The capital of Massachusetts has already migrated approximately 76,000 city employees to Google Apps.

That covers every municipal entity ranging from the Boston Police Department to all teachers in the school district -- along with more than 50,000 public school students as well.

Highlighting that it was already named the most digital city nationwide last year by the Center for Digital Government, Boston's chief information officer Bill Oates noted further on the Google Enterprise Blog on Monday that these different departments, such as the school district, were previously operating on "very separate" environments.

Oates's comments suggested that such an upgrade was in the works -- or at least needed -- for some time now, reflecting a common revelation at many government agencies worldwide these days.

Here's more about the city of Boston's decision process, according to Oates:

As the city evaluated an upgrade to communication and collaboration infrastructure, we clearly saw cloud services as the most cost effective, supportable platform to address our future needs.
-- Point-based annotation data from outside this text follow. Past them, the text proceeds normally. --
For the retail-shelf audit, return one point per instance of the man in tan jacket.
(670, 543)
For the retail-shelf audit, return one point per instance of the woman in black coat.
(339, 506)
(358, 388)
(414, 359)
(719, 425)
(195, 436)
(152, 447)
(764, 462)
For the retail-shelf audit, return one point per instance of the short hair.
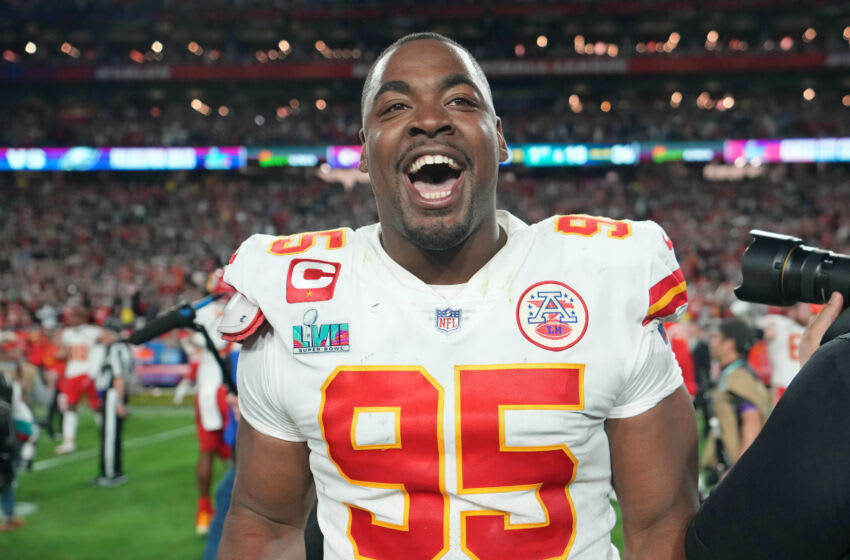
(740, 332)
(420, 36)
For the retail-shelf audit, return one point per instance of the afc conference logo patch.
(310, 337)
(311, 280)
(552, 315)
(448, 319)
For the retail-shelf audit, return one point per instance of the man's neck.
(452, 266)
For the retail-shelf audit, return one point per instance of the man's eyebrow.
(456, 80)
(393, 85)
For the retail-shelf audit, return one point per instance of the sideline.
(45, 464)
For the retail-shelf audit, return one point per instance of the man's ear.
(504, 154)
(363, 165)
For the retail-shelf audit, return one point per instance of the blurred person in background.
(211, 409)
(741, 402)
(788, 497)
(18, 430)
(83, 352)
(782, 333)
(113, 386)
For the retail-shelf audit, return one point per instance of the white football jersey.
(783, 350)
(84, 353)
(209, 372)
(467, 426)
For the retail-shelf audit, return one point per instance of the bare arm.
(819, 325)
(272, 497)
(654, 465)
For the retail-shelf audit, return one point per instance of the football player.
(82, 349)
(454, 382)
(782, 334)
(210, 404)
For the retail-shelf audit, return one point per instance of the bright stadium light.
(676, 99)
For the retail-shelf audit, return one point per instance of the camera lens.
(780, 270)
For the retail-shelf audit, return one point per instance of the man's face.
(431, 145)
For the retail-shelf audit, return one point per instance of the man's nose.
(430, 120)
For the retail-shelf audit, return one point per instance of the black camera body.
(780, 270)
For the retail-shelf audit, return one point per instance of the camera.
(780, 270)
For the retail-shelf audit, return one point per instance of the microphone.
(177, 318)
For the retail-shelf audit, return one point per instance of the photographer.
(789, 494)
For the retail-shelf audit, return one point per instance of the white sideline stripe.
(39, 466)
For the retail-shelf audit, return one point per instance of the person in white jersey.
(451, 382)
(782, 333)
(82, 348)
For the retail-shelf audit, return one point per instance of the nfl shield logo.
(448, 319)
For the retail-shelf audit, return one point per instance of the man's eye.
(393, 107)
(462, 101)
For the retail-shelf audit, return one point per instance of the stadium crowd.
(246, 32)
(132, 245)
(154, 116)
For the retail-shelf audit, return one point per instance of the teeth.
(433, 160)
(436, 195)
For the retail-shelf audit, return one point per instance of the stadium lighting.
(676, 99)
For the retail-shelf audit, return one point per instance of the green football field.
(150, 517)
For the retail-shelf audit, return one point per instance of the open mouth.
(434, 177)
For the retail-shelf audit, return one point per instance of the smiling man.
(451, 382)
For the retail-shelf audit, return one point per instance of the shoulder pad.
(241, 319)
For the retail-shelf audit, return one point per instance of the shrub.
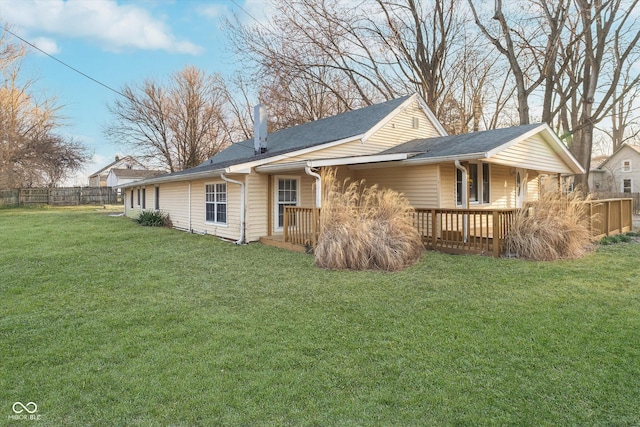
(553, 227)
(154, 219)
(365, 228)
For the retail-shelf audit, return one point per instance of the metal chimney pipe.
(260, 129)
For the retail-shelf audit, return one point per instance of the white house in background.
(99, 178)
(119, 177)
(241, 193)
(620, 172)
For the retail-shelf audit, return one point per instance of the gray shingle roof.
(346, 125)
(461, 145)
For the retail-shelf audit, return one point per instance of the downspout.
(242, 206)
(309, 172)
(465, 201)
(189, 208)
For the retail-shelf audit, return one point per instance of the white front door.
(286, 195)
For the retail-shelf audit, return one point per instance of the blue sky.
(117, 43)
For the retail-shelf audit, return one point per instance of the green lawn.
(104, 322)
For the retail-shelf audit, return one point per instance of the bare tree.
(604, 40)
(530, 45)
(178, 124)
(32, 151)
(322, 58)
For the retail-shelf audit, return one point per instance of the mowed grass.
(104, 322)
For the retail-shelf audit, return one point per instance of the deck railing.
(464, 230)
(301, 225)
(610, 216)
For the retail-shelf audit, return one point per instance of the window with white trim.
(287, 196)
(216, 203)
(479, 184)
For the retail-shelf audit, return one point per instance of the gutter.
(309, 172)
(465, 197)
(242, 206)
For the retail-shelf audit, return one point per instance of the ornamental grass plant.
(365, 228)
(556, 226)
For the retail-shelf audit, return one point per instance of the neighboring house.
(620, 172)
(241, 192)
(99, 178)
(119, 177)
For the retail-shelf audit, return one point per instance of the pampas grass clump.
(365, 228)
(553, 227)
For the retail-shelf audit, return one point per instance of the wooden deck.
(456, 231)
(278, 241)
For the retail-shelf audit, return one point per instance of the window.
(479, 183)
(216, 203)
(287, 196)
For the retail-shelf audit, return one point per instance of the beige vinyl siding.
(532, 153)
(230, 230)
(257, 188)
(400, 129)
(397, 131)
(503, 187)
(419, 184)
(174, 198)
(448, 186)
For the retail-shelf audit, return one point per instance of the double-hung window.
(479, 184)
(216, 203)
(287, 196)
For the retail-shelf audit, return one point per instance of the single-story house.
(618, 173)
(99, 178)
(119, 177)
(241, 193)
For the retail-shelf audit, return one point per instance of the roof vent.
(260, 129)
In 2013, following an extensive review of the market, the city initiated a rigorous RFP process that attracted an wide array of bids, including multiple Microsoft and Google cloud offerings. A selection committee composed of members from our City IT organization, Boston Police, and Boston Public Schools evaluated 10 proposals based on both cost and technical capabilities. The committee unanimously chose Google Apps based on its ability to meet the needs of a fast moving city while providing a secure cloud environment.

Along with setting up each public employee with a Google Apps account on top of a Boston.gov account, Oates asserted that Google Apps will serve as "the center" for all cloud-based collaboration and communications going forward.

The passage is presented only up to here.